Bolton News, 20.03.16, plans to overhaul the exam appeals system will not address the real issue of the wrong grades being awarded in the first place according to a leading headteacher. HMC member Philip Britton, head of leading independent Bolton School Boys' Division is quoted.
Philip Britton, head of Bolton School Boys' Division, said the proposals put forward were the wrong solution and "would certainly make things worse".
Latest figures for remarked papers show that 16 per cent of grades were changed nationally on appeal.
At Bolton School that figure stood at 15 per cent, with Mr Britton saying that nearly one in six grades wrong is too many.
Now Ofqual's plans to reform appeals have been criticised by the Headmasters' and Headmistresses' Conference, which represents leading private schools.
Mr Britton said: "Faced with huge pressure from schools to alter the appeals system, what is proposed will certainly make things worse.
"It will be more difficult to get marks changed when they are wrong and it does not deal with the problem that so many candidates need to appeal to get the mark they should have got in the first place, which means that those who don’t appeal miss out.
"There are also worrying aspects that imply the fees for appeals may rise and the timescales get longer, which is bad for pupils.
"The quality of marking in exams is a huge issue for education nationally."
He added: "It is good it is being discussed, but this is the wrong answer.
"Making examining more attractive to more teachers is the way to systemic improvement, alongside stability in the system rather than ceaseless change."

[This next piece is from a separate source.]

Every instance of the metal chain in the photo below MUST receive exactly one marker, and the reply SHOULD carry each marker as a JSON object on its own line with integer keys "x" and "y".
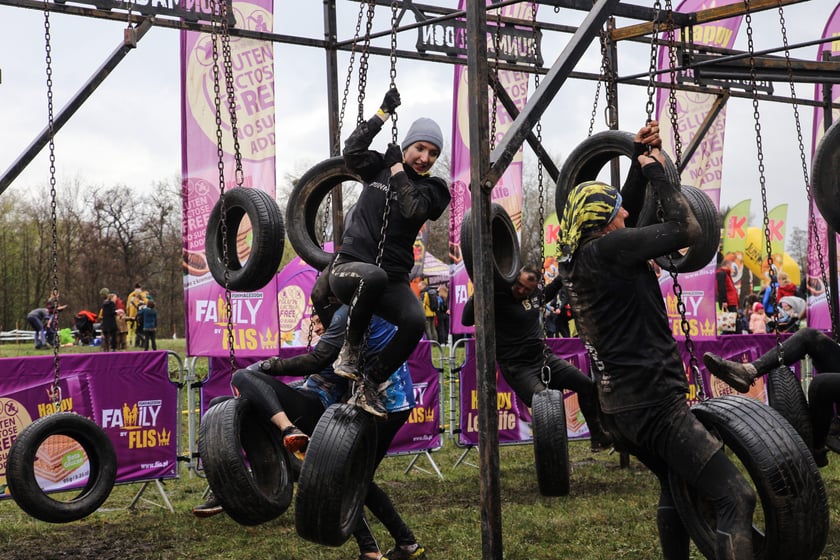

A consultation published by the exams regulator last year proposed that exam marks should only be changed when there had been a mistake in applying the mark scheme, or in counting the marks.
If there was a difference in opinion on how many marks a paper should be awarded — for example between the original examiner and someone looking at the paper when it was sent back for checking — then the original mark should stand if considered reasonable.
Other reforms include removing a Code of Practice which contains the existing rules for reviews of marking.
Julie Swan, Ofqual's acting executive director for general qualifications, said: "Our proposals were put together by talking to teachers, schools and others who have expressed concerns about the existing system."
"The concept that students are either given a 'right mark' or a 'wrong mark' is a misunderstanding — often more than one mark can be a fair mark for a script."